An artistic breakthrough came in 1970 when Milovanović returned to abstraction for good. The following two decades marked a period of prodigious activity for the sculptor and produced a coherent output. Although he employed a range of materials—wood, marble, concrete, steel, aluminum, copper and bronze—the sculptures became more robust, more rhythmically textured, and more totemic. The veins in marble and the cracks in wood are used to give an almost primal, earthy quality to his more mature works. The totems vary in size, some small and precious, others sublime and monumental, commissioned to give a strong sense of place and identity, often to public spaces.

“Milovanović is a doyen and one of the most important contemporary artists in Serbian sculpture,” says Paris-based Serbian-born artist and critic Milija Belić, who helped organize a retrospective of Milovanović’s work in Belgrade in 2010. “Although reduced and simple, these fundamental geometric works are laden with archetypal meanings.”

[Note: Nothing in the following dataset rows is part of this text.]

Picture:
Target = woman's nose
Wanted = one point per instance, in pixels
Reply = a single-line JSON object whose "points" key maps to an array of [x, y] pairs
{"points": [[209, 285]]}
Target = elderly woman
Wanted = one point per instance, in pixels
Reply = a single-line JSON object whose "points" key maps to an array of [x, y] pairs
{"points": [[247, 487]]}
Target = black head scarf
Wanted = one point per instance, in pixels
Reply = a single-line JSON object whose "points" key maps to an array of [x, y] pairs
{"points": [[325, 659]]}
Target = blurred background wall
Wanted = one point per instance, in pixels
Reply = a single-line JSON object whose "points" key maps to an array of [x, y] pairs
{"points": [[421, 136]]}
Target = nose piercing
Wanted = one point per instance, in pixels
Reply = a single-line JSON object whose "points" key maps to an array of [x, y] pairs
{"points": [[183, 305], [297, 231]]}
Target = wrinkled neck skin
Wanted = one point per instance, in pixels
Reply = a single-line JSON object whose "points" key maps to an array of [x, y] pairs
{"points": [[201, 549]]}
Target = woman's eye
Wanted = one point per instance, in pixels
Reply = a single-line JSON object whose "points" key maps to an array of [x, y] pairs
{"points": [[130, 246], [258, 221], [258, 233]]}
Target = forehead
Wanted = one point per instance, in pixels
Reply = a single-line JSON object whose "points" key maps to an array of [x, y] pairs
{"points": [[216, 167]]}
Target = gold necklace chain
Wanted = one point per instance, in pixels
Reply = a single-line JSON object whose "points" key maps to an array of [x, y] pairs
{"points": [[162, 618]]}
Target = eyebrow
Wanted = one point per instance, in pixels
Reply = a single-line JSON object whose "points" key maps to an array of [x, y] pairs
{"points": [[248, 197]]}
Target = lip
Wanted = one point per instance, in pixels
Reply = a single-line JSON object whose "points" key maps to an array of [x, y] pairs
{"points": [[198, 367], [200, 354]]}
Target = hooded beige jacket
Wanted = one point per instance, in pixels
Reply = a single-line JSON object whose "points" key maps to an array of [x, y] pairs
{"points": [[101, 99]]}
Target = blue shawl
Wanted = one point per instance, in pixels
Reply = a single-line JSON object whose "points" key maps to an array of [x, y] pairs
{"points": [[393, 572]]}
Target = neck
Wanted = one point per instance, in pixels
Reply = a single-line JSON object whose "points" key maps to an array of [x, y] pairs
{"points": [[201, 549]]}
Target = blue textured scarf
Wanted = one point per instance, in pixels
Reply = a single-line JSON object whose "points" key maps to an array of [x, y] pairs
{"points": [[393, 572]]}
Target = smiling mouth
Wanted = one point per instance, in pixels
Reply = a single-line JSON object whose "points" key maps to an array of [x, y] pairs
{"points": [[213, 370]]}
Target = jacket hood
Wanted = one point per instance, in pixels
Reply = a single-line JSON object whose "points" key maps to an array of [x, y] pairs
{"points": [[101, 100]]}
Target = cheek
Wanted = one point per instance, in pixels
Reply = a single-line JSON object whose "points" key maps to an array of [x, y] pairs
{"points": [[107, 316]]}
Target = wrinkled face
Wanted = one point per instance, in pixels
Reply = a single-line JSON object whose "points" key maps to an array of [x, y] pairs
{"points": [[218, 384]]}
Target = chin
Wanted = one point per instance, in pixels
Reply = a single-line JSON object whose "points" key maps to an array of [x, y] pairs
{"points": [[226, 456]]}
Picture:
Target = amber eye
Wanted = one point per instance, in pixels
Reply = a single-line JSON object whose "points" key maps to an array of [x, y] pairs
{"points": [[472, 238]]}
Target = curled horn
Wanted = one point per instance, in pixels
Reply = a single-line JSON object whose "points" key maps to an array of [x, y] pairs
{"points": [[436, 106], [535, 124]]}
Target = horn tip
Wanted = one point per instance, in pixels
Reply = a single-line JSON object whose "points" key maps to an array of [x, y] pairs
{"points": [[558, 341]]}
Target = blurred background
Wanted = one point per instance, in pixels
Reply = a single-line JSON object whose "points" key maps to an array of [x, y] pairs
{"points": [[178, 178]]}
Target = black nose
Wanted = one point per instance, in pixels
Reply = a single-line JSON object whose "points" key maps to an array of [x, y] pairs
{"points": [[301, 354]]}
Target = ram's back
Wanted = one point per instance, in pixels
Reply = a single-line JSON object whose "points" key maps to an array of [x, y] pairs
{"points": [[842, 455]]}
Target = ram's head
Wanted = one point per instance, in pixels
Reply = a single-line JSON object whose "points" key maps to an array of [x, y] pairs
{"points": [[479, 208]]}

There is a strong naturalist streak in Milovanović’s work, as well as a nod to folklore. This latter notion, says Belić, should be understood in the context of Victor Vasarely’s Planetary Folklore, a series of compositions in which the artist used a limited number of visual components. Illustrating this point, he points to a likely formal idiom in Vasarely and Milova-nović’s shared motherland: medieval stećak stones. Thousands of these carved and solemn stone grave-markers are dotted around the Bosnian, Serbian and Croatian countryside. Like Milovanović’s totems, they reflect a compromise between the universal and the highly personal, and between the human and the sacred.